- Гроза морей, подайте, Христа ради, чего-нибудь на пропитание. И Господь вам воздаст.
Нагловатый тон так противоречит жалостной умильности слов, а в насмешливом обращении сквозит злоба столь явная, что Пепе Лобо замедлил шаг. Обернувшись на ходу, быстро оглядел нищего – немытые, спутанные седые космы и борода, возраста неопределенного: можно дать и тридцать, и все пятьдесят. На плечах латаный бурый БУШЛАТ, а засученная правая штанина в явном расчете на сострадательных прохожих открывает обрубок ноги, ампутированной под коленом. Короче говоря, один из тех многих попрошаек, которые обретаются, ища себе пропитания, на улицах Кадиса: время от времени полиция оттесняет их в припортовые окраинные кварталы, но день за днем они неуклонно возвращаются за крохами своей добычи сюда, в центр города. Капитан, уже прошедший было мимо, вдруг останавливается, заметив на предплечье у нищего голубоватую, поблекшую от времени татуировку – якорь, пушка, знамя.
- Где служил?
Нищий сначала смотрит на него непонимающе. Потом, сообразив, о чем его спрашивают, кивает. Глядит на свою татуировку и снова переводит взгляд на Пепе Лобо.
- На «Сан-Агустине»… Восемьдесят пушек. Командовал дон Фелипе Кахигаль.
- «Сан-Агустин» теперь на дне Трафальгарского пролива.
Гримаса, от которой перекосилось лицо нищего и приоткрылся щербатый рот, когда-то – в иные времена, а, может, и в иной жизни – была улыбкой. С безразличным видом он показывает на свою культю:
- Не он один...
Лобо какое-то мгновение стоит неподвижно и молча.
- Помощи ни от кого не дождался?
- Отчего же? Супружница помогла… Правда, ей для того пришлось в шлюхи пойти.
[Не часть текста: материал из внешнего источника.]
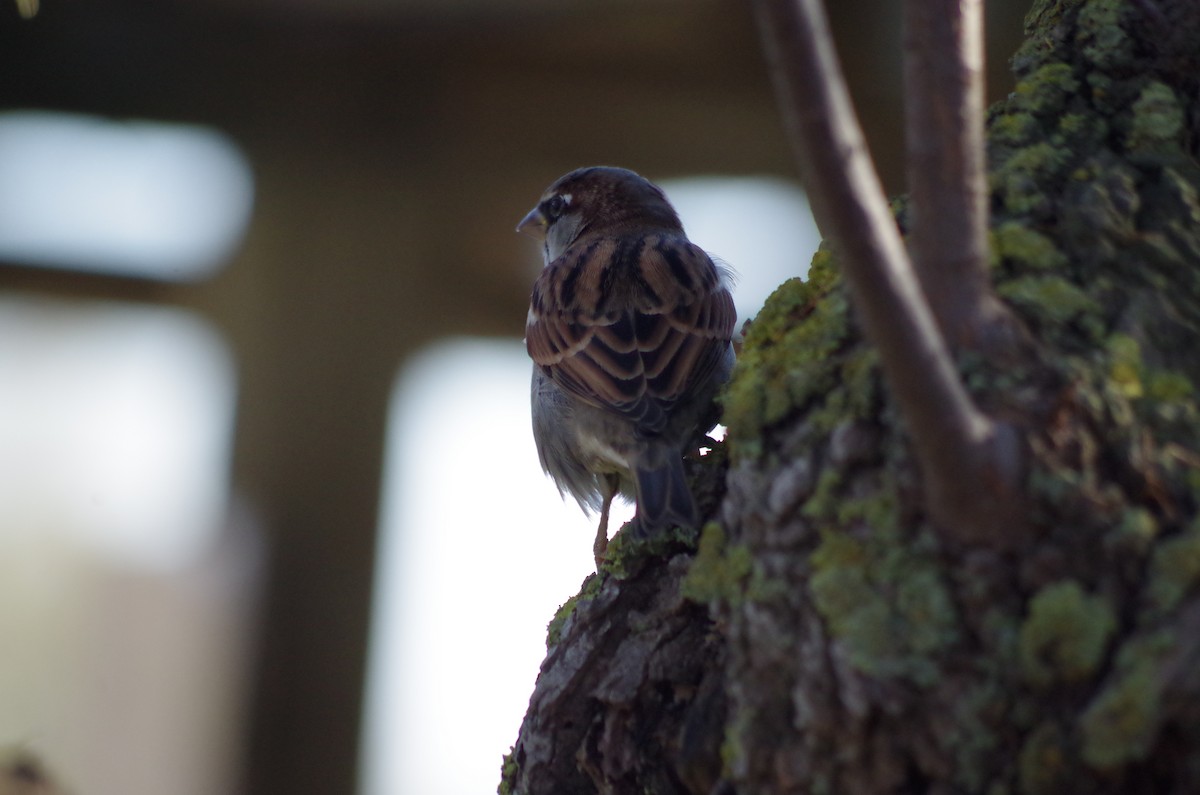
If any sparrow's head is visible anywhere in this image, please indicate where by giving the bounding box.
[517,166,683,263]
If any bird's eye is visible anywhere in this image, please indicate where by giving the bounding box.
[546,196,566,221]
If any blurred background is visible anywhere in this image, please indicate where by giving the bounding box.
[0,0,1027,795]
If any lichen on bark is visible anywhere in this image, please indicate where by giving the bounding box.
[505,0,1200,795]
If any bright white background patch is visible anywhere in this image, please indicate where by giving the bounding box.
[0,110,253,280]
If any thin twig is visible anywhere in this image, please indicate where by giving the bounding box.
[756,0,1020,544]
[904,0,1002,348]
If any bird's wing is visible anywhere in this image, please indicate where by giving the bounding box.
[526,235,736,435]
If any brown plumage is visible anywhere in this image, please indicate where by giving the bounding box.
[517,167,736,561]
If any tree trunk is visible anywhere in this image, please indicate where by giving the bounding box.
[500,0,1200,795]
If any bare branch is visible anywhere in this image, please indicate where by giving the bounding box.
[756,0,1020,543]
[905,0,1002,348]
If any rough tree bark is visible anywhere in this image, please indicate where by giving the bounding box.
[500,0,1200,795]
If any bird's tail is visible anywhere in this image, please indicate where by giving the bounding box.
[635,455,700,534]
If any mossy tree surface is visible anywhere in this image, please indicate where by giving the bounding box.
[504,0,1200,795]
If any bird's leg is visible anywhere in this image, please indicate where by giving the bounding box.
[592,474,620,572]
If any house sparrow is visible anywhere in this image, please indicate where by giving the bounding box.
[517,167,737,564]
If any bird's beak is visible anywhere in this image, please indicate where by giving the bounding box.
[517,207,547,240]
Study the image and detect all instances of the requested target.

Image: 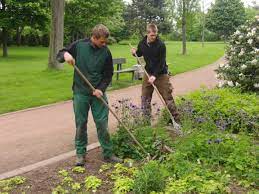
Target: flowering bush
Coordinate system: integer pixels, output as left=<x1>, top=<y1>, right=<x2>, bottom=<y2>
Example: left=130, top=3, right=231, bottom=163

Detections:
left=178, top=88, right=259, bottom=134
left=216, top=19, right=259, bottom=91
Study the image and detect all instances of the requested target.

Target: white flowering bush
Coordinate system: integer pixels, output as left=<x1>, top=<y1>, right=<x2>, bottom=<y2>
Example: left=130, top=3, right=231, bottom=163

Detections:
left=216, top=19, right=259, bottom=92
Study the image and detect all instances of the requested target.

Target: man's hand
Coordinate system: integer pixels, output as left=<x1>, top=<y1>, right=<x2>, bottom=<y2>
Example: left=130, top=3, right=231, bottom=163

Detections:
left=130, top=48, right=137, bottom=55
left=93, top=89, right=103, bottom=98
left=64, top=52, right=75, bottom=65
left=148, top=75, right=156, bottom=84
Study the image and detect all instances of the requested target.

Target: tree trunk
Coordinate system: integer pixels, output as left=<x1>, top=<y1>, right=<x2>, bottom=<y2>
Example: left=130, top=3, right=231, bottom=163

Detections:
left=2, top=28, right=8, bottom=57
left=0, top=0, right=8, bottom=57
left=182, top=0, right=186, bottom=55
left=48, top=0, right=65, bottom=69
left=16, top=27, right=23, bottom=46
left=201, top=0, right=205, bottom=48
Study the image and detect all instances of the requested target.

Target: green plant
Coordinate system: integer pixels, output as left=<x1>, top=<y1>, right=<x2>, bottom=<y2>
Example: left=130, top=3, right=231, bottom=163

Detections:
left=216, top=19, right=259, bottom=92
left=71, top=183, right=81, bottom=191
left=112, top=176, right=134, bottom=194
left=0, top=176, right=26, bottom=192
left=133, top=161, right=168, bottom=193
left=85, top=176, right=102, bottom=192
left=99, top=163, right=112, bottom=173
left=112, top=126, right=175, bottom=159
left=51, top=185, right=69, bottom=194
left=58, top=169, right=69, bottom=177
left=72, top=166, right=85, bottom=174
left=177, top=89, right=259, bottom=133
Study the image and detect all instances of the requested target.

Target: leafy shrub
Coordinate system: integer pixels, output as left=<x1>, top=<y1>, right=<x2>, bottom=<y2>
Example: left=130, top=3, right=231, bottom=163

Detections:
left=166, top=130, right=258, bottom=184
left=216, top=19, right=259, bottom=92
left=112, top=127, right=172, bottom=159
left=178, top=89, right=259, bottom=133
left=133, top=161, right=168, bottom=194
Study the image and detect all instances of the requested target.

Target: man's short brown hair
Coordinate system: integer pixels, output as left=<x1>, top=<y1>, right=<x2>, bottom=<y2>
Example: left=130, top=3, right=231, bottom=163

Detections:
left=92, top=24, right=110, bottom=39
left=147, top=23, right=158, bottom=33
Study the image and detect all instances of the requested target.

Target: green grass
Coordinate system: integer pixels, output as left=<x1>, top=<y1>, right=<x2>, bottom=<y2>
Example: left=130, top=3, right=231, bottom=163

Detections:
left=0, top=42, right=225, bottom=113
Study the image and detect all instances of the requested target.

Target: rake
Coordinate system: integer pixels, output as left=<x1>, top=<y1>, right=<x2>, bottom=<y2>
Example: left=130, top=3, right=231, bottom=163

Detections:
left=129, top=44, right=182, bottom=133
left=72, top=64, right=150, bottom=160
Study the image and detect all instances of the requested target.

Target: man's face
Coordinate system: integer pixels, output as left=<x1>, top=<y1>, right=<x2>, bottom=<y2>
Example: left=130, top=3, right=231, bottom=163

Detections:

Корсар кивает. Медленно и задумчиво. Потом достает из кармана монету в один дуро – старый король Карл IV, оборотясь вправо, смотрит с таким видом, словно все происходящее его никак не касается. Нищий с любопытством глядит на человека, подающего милостыню серебром. Потом, отлепив спину от стены, чуть приподнимается, с невесть откуда взявшимся достоинством прикладывает ко лбу два пальца:
- Старший комендор Сиприано Ортега, сеньор! Вторая батарея.
Капитан Лобо продолжает путь. Но теперь – душа его полнится угрюмой горечью, которая неизбежно охватывает всякого, не понаслышке знакомого с превратностями «боя и похода», при виде другого моряка, влачащего убогую жизнь калеки.